Reducing student absenteeism is a key goal in many schools’ efforts to improve academic outcomes. The reasons that students skip are myriad—indifference to school, illness, jobs, caring for siblings, and more—which means that there is no one solution. Carrots such as rewards for showing up and sticks such as reporting children’s absences to their parents have shown varying levels of success and failure in recent studies. A recent working paper from the Annenberg Institute finds significant attendance benefits in a program designed to tackle absenteeism from a different angle—protecting students during their commute.
The Safe Passage Program (SPP) places unarmed adults employed by neighborhood-based, non-profit organizations to keep watch on specific city blocks around designated public schools. SPP monitors serve as a clear physical presence in neon vests and perform basic surveillance and crime reporting on assigned blocks during student arrival and dismissal times, two to three hours in the morning and two to three hours in the afternoon. They are paid $10 per hour and receive annual training on conflict de-escalation, first aid, CPR, and how to monitor and report criminal activity and communicate with school officials. Monitors generally keep in touch with each other and schools via cell phones or two-way radios.
SPP is active in numerous cities around the country, but the Annenberg analysis looks specifically at its presence in Chicago. It only includes elementary schools, which means K–8 schools in Chicago, due to a lack of complete data available for district high schools. Analysts constructed a panel of elementary schools that were open continuously for at least six years between the 2007–08 and 2015–16 school years. There were 391 untreated control schools and eighty-three eventually-treated SPP schools. The program started with fifty-three elementaries in 2013–14 and expanded in each subsequent year until it reached eighty-three in 2016–17.
Analysts use a difference-in-differences approach that leverages this staggered rollout of SPP and includes school and year fixed effects. In short, the variation in timing of the introduction of SPP across schools captures the extent to which SPP affects school outcomes. They have data not only on the SPP program, but on various school-level data, student behavior, and local crime data.
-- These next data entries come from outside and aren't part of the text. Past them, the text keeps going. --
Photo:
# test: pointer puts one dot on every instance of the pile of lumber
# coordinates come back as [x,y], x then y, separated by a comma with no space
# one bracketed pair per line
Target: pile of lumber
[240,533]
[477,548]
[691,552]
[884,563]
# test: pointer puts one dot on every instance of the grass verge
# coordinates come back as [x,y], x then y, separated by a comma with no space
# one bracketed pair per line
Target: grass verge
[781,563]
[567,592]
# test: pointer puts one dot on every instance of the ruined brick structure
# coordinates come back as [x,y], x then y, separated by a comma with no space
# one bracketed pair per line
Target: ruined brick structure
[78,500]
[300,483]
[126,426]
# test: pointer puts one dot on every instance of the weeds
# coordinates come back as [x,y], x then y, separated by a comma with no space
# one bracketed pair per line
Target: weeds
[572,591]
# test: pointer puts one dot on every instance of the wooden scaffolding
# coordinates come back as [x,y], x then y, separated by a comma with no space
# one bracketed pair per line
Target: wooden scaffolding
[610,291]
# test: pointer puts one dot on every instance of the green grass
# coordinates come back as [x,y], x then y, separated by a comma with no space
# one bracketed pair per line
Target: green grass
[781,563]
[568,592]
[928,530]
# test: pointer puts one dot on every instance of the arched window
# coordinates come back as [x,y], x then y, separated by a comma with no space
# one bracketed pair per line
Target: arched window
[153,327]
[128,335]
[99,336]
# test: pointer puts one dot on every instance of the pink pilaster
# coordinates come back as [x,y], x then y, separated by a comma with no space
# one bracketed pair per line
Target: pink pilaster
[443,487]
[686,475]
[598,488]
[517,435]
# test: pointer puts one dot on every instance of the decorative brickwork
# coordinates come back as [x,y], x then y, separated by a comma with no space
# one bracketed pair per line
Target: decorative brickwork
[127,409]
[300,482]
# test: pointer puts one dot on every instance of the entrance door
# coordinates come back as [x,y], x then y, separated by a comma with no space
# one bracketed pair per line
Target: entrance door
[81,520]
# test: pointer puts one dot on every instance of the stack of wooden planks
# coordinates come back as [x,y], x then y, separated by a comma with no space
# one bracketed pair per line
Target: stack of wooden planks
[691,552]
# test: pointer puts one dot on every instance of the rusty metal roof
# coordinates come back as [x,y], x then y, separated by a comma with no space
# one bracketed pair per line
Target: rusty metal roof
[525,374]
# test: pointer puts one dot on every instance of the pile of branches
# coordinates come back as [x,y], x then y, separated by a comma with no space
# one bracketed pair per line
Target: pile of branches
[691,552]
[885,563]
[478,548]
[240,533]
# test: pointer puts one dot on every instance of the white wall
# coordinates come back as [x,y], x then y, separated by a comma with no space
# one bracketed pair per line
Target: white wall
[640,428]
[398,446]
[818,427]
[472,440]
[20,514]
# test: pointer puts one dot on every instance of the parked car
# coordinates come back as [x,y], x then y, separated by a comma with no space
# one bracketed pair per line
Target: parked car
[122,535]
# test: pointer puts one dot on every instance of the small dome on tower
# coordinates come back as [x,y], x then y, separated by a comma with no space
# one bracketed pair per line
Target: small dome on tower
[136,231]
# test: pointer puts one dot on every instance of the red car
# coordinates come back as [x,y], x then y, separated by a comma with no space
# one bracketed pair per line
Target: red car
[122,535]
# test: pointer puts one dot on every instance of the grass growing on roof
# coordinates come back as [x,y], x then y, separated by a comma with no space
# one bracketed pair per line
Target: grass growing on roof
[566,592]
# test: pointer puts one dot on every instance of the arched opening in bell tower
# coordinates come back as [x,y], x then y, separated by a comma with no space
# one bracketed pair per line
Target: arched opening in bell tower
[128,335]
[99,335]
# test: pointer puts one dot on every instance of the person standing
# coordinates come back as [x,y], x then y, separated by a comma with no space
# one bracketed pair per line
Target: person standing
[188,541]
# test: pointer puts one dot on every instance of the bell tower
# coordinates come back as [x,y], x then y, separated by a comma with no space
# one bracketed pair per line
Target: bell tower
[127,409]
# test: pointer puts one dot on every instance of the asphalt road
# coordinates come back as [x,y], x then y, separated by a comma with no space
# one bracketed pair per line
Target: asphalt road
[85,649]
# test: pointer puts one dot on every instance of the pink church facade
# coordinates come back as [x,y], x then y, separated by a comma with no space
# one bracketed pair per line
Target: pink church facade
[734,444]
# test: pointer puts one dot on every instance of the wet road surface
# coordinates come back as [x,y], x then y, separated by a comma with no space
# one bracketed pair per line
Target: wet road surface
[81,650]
The topline finding is that SPP resulted in an 11 percent reduction in the school level absence rate. If absences were distributed uniformly across students in the school, this would equate to around 1.4 additional attendance days per student per year. In terms of heterogeneous effects, Hispanic students in particular appear to benefit even more from the program. Compared to all students, impacts do not differ for students from low income backgrounds, Black students, and those with disabilities.
Next they look into potential mechanisms to explain these findings—mainly whether the reductions could stem from outside or inside the school walls. In terms of outside, perhaps student perceptions of safety to and from school help to stem absences. So they look at crime rates within a one-quarter mile radius of schools during school days and hours and find that the introduction of SPP did reduce crime rates near treated schools. For instance, violent crimes were reduced by almost 10 percent and property crimes by nearly 15 percent. In terms of inside the school, maybe community monitors could prevent or deter violent incidents from happening. And they do indeed find reduced incidents of serious student misconduct within treated schools that amount to a 27 percent decline. However, it’s possible that reductions in out-of-school suspensions—which they also found—are due to these decreases in serious misconduct and also could have boosted attendance.
Some aspects of these findings make intuitive sense: Students who feel unsafe traveling from home to school would be more likely to skip to avoid becoming a victim of violence. Any increase in safety—real or perceived—could result in better attendance. This is analogous to anecdotes about some children reporting more satisfaction with remote learning during the coronavirus pandemic because it allows them to avoid bullies and other hazards.
Let’s not forget that safety is second on the rung of Maslow’s hierarchy of needs—only after our need for air, water, food, sleep, and shelter—so schools would be wise to address it before they double down on math and English language arts instruction.